Bandgap tuning and single-photon emitters in III-V dilute nitrides nanowires through hydrogenation

Developing a finely energy-tunable solid-state single-photon source is a major challenge in the field of quantum communication and computation, and bandgap engineering at the nanoscale is a very promising, though challenging, solution to this issue. In this work, we have used GaAs/GaAsN core/multi-shell nanowires (NWs), with N content of 0.7% to 3%. N is the smallest among the other group V elements and has higher electronegativity, hence the incorporation of such a low concentration of N in GaAs creates a strong localized field in the host GaAs that results in a large and counterintuitive bandgap reduction up to ≈480 meV for N=3%. By using micro-photoluminescence (PL) spectroscopy, we demonstrate how the post-growth irradiation of H-ions tunes the bandgap of single GaAs/GaAsN NWs on a large energy scale.

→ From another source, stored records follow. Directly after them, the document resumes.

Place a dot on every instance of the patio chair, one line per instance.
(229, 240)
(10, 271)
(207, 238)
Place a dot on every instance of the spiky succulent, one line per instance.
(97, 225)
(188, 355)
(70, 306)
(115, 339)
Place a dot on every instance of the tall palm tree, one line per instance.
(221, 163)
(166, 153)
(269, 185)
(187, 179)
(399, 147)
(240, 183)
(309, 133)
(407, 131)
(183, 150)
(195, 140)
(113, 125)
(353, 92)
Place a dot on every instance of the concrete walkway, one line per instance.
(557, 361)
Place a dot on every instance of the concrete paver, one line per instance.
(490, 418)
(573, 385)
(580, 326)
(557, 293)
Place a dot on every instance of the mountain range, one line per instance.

Treatment with H-ion creates indeed an N-H defect complex, which eliminates the perturbations induced by N incorporation in the GaAs lattice; therefore, we can practically tune the bandgap of GaAsN up to the value of GaAs. Through the subsequent thermal annealing of the wires, we have liberated the H from the N-H complex defect and partially or completely (depending on the desired bandgap energy) restored the effects of N incorporation in the GaAs lattice. This proves the positive degree of reversibility of this approach. By exploiting this, low temperature (5K) PL measurements of partially hydrogenated wires show single photon emission behavior, assessed by autocorrelation measurements (g(2)(0)). The source of single photon emission is identified as clusters of a few N atoms in the GaAs lattice. This process can be engineered by irradiating H-ions to achieve the tunability of single photon emission. The overall results suggest a promising route for creating an energy-controlled single photon emitter, fully integrated with a Si photonic chip.